Oh, and it has Windows Media Connect.



That sounds really cool. But if you have a system which has a proper package manager, you just backup your manifest file or package database and restore from scratch. Debian .manifest files are typically several kilobytes per computer. I guess you couldn't do that with Windows XP/Vista clients though. Cool stuff though, I doubt you can do anything similar to the intellegent backuping with FreeNAS. Does WHS support shadow copies for the file sharing?


Interesting. But does the .manifest restore also restore user's settings and files, or do you need to back those up separately?

WHS supports shadow copies, yeah.

Chinmay007 wrote:

dahat wrote:


WHS goes beyond that... WHS does complete PC backups of every single hard drive, every single file, every single setting. Install something you shouldn't on your PC today? Restore to the state from yesterday, last thursday, or 3 months ago.

Think of it like making a Ghost image of your entire system daily... and being a heck of a lot more efficient at disk usage because with WHS after your first full backup, you are just saving the diffs.


I am not so fond of using images or image diffs for backup purposes. I understand they are mostly needed under Windows, but I rather just store the "metadata" of my systems, which on some operating systems is enough to bring it up to it's former condition. At least when stuff is owned by a specific package or module.


They're not actual images.

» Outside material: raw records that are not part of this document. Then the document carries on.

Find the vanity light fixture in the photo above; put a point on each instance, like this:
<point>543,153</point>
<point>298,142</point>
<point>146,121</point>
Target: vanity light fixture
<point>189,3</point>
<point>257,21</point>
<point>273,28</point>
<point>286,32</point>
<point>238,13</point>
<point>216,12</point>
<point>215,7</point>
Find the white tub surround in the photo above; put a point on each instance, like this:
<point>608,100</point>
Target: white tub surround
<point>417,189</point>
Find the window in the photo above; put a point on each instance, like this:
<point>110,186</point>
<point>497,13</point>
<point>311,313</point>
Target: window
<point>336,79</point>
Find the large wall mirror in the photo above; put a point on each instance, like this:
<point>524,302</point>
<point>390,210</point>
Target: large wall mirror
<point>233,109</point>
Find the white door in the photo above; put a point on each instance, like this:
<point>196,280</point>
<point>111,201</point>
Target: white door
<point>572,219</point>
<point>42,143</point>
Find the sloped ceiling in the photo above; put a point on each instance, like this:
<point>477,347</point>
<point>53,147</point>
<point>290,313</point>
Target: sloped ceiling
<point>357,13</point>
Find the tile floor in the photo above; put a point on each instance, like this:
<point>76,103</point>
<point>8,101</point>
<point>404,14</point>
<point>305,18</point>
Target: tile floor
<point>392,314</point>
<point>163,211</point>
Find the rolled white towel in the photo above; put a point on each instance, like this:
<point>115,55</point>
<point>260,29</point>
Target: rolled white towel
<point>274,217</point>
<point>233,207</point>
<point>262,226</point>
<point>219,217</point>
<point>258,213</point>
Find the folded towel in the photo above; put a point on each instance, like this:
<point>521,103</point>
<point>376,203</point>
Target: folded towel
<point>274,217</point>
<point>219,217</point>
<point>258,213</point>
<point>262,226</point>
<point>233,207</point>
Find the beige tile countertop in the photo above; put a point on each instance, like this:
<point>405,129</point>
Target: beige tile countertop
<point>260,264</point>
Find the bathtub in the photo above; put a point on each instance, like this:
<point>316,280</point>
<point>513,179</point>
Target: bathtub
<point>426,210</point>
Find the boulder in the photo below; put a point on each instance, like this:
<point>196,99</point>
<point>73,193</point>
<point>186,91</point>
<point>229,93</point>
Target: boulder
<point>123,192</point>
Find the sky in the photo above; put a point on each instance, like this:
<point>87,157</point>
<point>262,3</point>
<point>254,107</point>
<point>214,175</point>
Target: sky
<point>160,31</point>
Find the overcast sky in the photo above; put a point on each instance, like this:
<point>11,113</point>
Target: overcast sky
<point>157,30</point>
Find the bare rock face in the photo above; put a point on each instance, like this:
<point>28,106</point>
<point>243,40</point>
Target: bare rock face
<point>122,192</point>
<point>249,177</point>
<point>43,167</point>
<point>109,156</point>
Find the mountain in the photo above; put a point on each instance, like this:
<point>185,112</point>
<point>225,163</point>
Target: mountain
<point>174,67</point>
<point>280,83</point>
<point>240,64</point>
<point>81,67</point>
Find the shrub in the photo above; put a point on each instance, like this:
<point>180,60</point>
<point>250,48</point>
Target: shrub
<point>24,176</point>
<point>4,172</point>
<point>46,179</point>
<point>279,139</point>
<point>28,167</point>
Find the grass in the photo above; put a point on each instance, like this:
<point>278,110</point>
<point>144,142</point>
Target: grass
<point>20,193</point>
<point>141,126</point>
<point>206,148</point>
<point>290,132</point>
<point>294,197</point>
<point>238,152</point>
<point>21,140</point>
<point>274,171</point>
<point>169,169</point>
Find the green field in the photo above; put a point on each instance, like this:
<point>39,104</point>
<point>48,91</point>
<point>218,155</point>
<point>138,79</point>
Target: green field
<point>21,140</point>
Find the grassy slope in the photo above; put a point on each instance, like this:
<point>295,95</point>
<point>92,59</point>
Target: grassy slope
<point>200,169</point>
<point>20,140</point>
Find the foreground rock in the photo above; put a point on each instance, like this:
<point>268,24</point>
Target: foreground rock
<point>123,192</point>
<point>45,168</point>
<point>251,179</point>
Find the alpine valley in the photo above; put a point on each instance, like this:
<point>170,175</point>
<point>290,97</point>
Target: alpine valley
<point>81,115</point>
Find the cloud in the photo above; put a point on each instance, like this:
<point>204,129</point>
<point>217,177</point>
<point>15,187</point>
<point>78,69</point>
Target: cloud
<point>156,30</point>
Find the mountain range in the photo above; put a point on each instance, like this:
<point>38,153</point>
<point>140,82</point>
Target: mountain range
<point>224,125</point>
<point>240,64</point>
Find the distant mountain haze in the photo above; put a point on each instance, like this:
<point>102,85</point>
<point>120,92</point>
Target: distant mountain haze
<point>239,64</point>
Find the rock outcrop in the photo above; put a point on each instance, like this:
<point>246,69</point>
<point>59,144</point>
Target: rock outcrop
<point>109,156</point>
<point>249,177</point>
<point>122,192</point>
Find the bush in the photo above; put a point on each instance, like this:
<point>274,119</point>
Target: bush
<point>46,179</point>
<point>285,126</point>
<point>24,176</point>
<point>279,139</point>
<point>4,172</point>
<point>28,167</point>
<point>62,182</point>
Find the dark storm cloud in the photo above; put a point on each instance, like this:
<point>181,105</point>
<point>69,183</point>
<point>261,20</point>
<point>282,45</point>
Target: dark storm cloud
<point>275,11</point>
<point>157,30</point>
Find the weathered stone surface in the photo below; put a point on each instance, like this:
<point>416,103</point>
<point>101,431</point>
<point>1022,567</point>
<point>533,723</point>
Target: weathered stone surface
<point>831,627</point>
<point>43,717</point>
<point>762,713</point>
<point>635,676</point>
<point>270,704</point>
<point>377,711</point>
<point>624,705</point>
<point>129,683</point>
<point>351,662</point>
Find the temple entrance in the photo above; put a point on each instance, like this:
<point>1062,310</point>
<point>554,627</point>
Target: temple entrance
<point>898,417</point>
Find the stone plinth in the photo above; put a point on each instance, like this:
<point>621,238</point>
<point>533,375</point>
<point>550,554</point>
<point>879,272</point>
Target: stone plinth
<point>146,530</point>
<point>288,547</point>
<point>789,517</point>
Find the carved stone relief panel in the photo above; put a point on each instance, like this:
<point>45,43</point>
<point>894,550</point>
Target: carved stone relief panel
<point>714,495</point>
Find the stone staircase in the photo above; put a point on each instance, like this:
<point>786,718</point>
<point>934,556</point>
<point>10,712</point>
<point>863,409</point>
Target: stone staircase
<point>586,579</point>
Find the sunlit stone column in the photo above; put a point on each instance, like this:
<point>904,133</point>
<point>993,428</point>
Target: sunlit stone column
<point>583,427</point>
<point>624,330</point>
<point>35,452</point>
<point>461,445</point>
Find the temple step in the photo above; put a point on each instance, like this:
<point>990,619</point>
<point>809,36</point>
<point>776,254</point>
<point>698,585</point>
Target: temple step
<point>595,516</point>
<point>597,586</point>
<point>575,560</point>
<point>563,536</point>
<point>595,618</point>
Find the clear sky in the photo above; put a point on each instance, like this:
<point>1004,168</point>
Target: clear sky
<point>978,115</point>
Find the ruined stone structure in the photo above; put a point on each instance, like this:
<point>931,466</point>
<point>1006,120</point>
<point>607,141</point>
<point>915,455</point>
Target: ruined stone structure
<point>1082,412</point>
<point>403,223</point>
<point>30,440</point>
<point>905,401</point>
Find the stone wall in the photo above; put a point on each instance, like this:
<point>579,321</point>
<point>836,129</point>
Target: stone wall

They're collections of clusters.

Anyway, I'm not sure how your method works, but from the user's perspective, I'm not sure if it matters. The user just reboots with the recovery disk, selects the day to which he wants his computer restored, and is done. Wether it works with files, clusters, metadata, or magic goblins isn't a concern for the user.

As far as I can tell, both methods are, from a user's point of view, equally effective.